Pri Agung Rakhmanto, Direktur Eksekutif ReforMiner Institute, menilai dari sisi penghematan anggaran, sudah jelas kenaikan harga BBM bersubsidi lebih besar dibandingkan kenaikan tarif listrik. Tapi sayangnya, yang akan dilakukan pemerintah adalah menaikkan tarif listrik sebesar 15% karena sudah tercermin dalam Anggaran Pendapatan dan Belanja Negara (APBN) 2013.
“Yang semestinya dilakukan pemerintah adalah menaikkan harga BBM bersubsidi, tapi yang dilakukan adalah yang bisa dilakukan pemerintah, yakni menaikkan tarif listrik karena di dalam struktur APBN 2013 sudah mencerminkan itu,” tuturnya.
Ia berpendapat, kecil kemungkinan bagi pemerintah untuk menaikkan harga BBM bersubsidi dan tarif listrik secara bersamaan pada tahun depan. Pasalnya, harga minyak pada tahun depan diperkirakan tidak akan jauh berbeda dari yang ditetapkan dalam asumsi harga minyak Indonesia (ICP) pada APBN 2013 yakni US$ 100 per barel.
Jika harga minyak lebih tinggi dari asumsi tersebut, maka pilihan pemerintah tetap akan menambah subsidi ketimbang menaikkan harga BBM. “Faktor penentunya bukan lah kalkulasi fiskal, tapi kalkulasi politik, terlebih jelang Pilpres 2014, kecuali Pak Presiden SBY menentukan (menaikkan harga BBM).
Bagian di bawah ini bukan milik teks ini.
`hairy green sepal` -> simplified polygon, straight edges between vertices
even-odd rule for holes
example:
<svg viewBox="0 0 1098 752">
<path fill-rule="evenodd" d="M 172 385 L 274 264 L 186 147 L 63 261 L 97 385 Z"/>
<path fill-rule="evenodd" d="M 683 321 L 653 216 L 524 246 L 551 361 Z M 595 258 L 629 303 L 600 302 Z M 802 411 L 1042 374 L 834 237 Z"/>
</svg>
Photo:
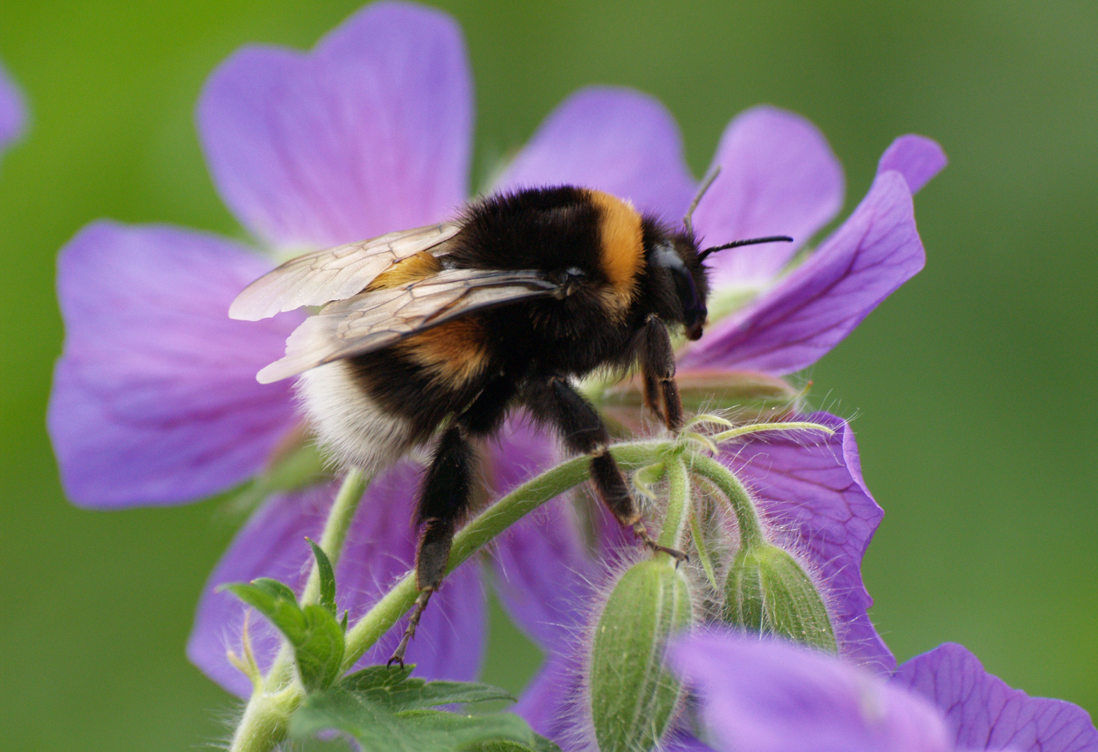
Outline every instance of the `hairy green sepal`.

Para menteri tidak akan menyuarakan menaikkan harga BBM bersubsidi sebelum ada lampu hijau dari Pak Presiden,” ujarnya.
DPR dan pemerintah sebelumnya telah sepakat untuk menaikkan tarif listrik sebesar 15% pada tahun depan. Dengan kenaikan tarif listrik tersebut, subsidi listrik diperkirakan mencapai Rp 78,63 triliun. Adapun asumsinya yaitu pertumbuhan penjualan listrik 9%, volume penjualan listrik 182,28 terawatthour, susut jaringan 8,5%, biaya pokok penyediaan (BPP) listrik Rp 212,07 triliun, harga pokok listrik sebesar Rp 1.163 per kilowatthour (kWh), dan margin usaha sebesar 7%.
Saat ini BPP listrik sebesar Rp 1.152 per kWh, sementara tarif listrik rata-rata sebesar Rp 729 per kWh. Bila tahun depan tarif listrik dinaikkan, maka tarif listrik rata-rata diperkirakan mencapai Rp 814 per kWh, dan BPP diperkirakan sebesar Rp 1.163 per kWh.
Meskipun tarif listrik rata-rata naik 15%, namun kenaikan tarif tidak dikenakan pada golongan rumah tangga 450 voltampere (VA) dan 900 VA. Adapun rencana kenaikan 15% terdiri dari beberapa opsi, antara lain kenaikan 15% secara langsung, atau kenaikan bertahap sebesar 4,3% per tiga bulan atau kenaikan 1,6% per bulan.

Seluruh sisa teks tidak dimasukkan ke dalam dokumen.